The best competition on their 23-game schedules usually came against OTE teams. The familiarity between Overtime’s teams had a way of increasing the intensity rather than dulling it. One game in March ended with a heated scrap, coaches holding back players and disciplinary action. The footage spread, of course, on social media.
There are growing pains. Yet OTE has already fulfilled part of its mission — attracting up-and-coming talent it hopes will sustain interest and follower growth.
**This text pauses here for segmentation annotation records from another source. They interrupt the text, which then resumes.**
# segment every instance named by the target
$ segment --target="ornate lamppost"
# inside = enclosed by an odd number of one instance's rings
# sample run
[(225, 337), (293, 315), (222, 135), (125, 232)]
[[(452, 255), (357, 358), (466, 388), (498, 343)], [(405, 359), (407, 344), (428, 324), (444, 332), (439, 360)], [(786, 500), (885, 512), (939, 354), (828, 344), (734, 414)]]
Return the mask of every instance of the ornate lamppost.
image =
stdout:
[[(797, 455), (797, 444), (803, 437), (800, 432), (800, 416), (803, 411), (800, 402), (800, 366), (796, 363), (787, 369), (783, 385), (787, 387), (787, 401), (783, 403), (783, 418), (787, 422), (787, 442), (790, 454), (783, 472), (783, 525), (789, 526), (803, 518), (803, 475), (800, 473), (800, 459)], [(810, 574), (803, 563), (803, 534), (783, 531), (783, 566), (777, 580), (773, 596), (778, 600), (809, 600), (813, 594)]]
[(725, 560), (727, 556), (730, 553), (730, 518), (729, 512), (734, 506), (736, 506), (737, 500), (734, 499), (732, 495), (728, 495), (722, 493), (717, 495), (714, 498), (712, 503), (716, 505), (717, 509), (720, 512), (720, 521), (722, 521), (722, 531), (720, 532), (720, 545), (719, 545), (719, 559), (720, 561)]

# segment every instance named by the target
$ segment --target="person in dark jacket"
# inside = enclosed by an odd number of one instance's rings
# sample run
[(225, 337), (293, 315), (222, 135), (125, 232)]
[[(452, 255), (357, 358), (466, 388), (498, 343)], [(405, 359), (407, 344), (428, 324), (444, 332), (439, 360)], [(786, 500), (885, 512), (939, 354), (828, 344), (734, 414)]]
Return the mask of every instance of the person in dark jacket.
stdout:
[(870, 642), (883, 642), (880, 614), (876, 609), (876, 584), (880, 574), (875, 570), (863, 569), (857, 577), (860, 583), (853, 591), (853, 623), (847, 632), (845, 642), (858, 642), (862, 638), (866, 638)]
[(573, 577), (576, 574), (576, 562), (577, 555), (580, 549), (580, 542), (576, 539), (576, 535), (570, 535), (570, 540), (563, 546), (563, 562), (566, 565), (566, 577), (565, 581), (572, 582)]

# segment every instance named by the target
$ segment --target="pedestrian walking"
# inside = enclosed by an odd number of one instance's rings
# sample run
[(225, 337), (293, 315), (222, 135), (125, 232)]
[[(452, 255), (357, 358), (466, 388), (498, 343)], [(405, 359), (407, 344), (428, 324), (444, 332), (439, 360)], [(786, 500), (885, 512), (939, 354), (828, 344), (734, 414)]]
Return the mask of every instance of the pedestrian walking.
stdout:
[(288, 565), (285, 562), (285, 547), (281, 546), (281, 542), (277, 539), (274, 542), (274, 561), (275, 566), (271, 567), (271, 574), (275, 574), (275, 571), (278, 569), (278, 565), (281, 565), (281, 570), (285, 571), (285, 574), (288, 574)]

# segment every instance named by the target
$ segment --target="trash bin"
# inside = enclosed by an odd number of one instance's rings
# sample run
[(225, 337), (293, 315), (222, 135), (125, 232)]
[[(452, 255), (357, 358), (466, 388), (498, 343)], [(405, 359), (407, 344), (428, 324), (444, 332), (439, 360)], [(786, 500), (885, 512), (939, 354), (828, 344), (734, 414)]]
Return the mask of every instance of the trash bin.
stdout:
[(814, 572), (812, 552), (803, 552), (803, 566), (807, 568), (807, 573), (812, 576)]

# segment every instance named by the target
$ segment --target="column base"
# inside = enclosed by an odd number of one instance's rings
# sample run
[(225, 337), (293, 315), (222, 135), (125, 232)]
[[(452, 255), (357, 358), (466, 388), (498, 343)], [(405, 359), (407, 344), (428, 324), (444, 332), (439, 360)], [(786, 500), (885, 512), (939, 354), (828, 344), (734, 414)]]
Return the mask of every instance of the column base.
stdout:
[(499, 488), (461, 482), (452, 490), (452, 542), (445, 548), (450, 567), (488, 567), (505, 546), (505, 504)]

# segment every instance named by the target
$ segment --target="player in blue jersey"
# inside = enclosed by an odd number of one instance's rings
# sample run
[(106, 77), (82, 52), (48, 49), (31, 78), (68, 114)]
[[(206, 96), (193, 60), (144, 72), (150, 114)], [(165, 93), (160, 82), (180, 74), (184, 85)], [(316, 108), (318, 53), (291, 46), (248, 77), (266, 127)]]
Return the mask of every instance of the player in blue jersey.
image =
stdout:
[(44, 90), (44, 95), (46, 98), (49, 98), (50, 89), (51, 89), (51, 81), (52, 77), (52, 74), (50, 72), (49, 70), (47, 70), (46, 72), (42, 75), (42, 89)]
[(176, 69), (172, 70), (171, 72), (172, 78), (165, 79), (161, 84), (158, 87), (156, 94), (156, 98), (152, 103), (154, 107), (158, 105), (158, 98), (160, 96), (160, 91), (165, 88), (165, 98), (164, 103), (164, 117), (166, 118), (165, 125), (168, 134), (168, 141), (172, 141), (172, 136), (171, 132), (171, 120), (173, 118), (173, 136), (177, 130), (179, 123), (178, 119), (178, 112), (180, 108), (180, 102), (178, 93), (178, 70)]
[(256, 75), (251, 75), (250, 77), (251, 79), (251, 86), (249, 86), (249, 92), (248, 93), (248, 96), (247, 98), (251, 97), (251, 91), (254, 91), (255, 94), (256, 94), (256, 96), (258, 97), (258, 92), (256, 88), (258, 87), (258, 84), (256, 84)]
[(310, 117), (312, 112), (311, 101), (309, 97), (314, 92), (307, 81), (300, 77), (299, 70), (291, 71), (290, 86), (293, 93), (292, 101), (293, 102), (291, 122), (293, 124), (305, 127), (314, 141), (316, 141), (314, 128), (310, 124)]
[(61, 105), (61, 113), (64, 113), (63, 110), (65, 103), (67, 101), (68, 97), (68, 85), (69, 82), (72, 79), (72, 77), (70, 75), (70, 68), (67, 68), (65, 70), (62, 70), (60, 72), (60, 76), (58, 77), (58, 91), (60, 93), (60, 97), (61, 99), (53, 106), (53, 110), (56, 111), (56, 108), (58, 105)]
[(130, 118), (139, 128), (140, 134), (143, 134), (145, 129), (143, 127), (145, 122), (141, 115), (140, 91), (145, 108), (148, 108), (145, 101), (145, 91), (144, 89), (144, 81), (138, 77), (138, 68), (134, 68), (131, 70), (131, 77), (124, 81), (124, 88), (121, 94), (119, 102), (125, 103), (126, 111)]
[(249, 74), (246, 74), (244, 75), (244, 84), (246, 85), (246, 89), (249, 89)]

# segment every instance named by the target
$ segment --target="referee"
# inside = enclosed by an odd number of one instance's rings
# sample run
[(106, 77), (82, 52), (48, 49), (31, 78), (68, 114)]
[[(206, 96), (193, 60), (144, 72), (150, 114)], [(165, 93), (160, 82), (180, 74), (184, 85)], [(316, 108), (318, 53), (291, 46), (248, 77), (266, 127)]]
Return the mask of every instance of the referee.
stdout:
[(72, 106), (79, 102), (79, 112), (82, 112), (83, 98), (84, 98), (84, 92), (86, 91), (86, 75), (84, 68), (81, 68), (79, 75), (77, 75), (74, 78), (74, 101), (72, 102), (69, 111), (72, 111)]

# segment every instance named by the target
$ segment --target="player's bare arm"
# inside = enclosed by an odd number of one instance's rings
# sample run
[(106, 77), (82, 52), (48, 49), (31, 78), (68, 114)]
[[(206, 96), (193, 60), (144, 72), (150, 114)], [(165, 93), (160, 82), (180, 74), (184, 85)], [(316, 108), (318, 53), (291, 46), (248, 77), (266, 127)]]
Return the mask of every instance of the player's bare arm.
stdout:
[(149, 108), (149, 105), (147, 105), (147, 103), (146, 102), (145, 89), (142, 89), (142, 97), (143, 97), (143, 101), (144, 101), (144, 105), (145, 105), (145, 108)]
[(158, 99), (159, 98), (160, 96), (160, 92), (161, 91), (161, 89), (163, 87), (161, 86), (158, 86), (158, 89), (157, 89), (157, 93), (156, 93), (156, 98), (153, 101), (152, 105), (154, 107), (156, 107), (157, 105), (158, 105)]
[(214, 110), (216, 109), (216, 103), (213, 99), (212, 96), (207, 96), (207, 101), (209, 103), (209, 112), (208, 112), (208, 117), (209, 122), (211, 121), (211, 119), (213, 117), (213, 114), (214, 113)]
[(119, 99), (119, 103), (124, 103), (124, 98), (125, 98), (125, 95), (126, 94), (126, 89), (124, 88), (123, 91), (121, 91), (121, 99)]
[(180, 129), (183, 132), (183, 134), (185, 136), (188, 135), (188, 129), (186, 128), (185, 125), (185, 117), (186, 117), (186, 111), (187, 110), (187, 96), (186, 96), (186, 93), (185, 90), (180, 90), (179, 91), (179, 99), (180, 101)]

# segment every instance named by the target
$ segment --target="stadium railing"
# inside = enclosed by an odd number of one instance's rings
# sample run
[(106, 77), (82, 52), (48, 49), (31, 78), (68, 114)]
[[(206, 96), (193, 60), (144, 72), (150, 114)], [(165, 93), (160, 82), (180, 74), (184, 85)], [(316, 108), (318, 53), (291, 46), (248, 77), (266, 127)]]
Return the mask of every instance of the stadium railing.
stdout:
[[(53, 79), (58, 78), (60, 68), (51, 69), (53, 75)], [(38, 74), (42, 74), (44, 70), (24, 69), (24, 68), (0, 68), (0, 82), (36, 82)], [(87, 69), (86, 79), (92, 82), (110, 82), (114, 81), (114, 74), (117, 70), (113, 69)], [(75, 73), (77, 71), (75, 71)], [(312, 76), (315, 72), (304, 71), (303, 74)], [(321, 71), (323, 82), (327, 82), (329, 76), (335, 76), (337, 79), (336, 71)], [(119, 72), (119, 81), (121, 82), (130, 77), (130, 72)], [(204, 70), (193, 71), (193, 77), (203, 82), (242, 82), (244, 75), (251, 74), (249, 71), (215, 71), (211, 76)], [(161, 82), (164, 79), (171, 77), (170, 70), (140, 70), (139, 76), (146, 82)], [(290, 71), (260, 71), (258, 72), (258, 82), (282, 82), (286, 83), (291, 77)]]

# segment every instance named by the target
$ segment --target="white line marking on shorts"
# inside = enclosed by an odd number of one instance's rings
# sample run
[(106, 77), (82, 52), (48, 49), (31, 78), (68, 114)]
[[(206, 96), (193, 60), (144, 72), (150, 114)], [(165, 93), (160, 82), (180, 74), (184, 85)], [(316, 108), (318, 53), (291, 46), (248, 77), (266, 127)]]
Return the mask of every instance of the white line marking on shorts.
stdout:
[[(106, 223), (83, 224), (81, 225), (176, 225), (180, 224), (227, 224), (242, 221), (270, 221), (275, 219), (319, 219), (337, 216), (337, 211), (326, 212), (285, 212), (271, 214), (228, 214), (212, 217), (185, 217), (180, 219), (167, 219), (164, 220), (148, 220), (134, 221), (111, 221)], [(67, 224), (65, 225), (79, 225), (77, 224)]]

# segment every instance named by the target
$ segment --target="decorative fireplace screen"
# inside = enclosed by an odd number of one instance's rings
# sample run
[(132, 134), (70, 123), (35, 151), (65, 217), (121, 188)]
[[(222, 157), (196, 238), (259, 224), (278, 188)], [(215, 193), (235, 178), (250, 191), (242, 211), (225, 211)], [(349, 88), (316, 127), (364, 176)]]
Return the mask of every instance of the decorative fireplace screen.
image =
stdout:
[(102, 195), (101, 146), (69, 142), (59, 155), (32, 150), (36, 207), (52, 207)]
Naasir Cunningham, rated by 247Sports as the top player in the 2024 class, committed in April with a twist: He will not take a salary to maintain his NCAA eligibility, though the 6-foot-7 wing from New Jersey still can earn money off his name, image and likeness.
Bilas said that though Overtime’s guaranteed six-figure salaries drew initial headlines, they are just one factor players must consider, particularly now that the explosion of sanctioned cash available within the NCAA thanks to NIL deals has left college teams able to compete monetarily.
Colleges can offer the spotlight of March Madness. If the ultimate goal is the kind of NBA contract that can dwarf the money offered by Overtime Elite, G League Ignite or college NIL deals, then it becomes a question of player development. Ausar Thompson spoke glowingly of all-hours access to the gym. Amen Thompson’s offseason plans included preparation for next year’s pre-draft workouts. Players consult with Damien Wilkins, a 10-year NBA veteran who is Overtime’s “dean of athlete culture and experience.”
“In the G League and Overtime Elite, you’re more likely going to be working maybe even more on your game than you do in college and you’re going to be doing it with an NBA system,” Bilas said. “So there’s an argument to be made that you can develop as an athlete just as well if not better and those two options would argue it’s a better path to development.”
Former NBA player Ryan Gomes and former DePaul and Virginia coach Dave Leitao are on a coaching staff overseen by 13-year NBA guard and former Connecticut coach Kevin Ollie. One NBA scout expected the influence of the coaching to be more evident, the play more disciplined.
“At first, when they would introduce a bunch of new plays to me, I was like, ‘Oh, what am I doing?’ ” Ausar said. “Now I feel like there’s a pattern to basketball and I’m learning it.”
Joining OTE, Ausar said, is not for prospects unwilling to treat it like a job.
“You have to come in with a certain mindset,” he said. “You have to be prepared.”
Hours later inside the show court, Ausar scored 17 points by making 63% of his shots to help Team Elite even its championship series against Team OTE, which was headlined by his brother. Two days later, Ausar earned most-valuable-player honors and sealed a championship by scoring 20 points, making 53% of his shots.
Fans curious how the brothers could fit in the NBA will have to wait until 2023. Until then, they’ll have to go online and tap the “follow” button.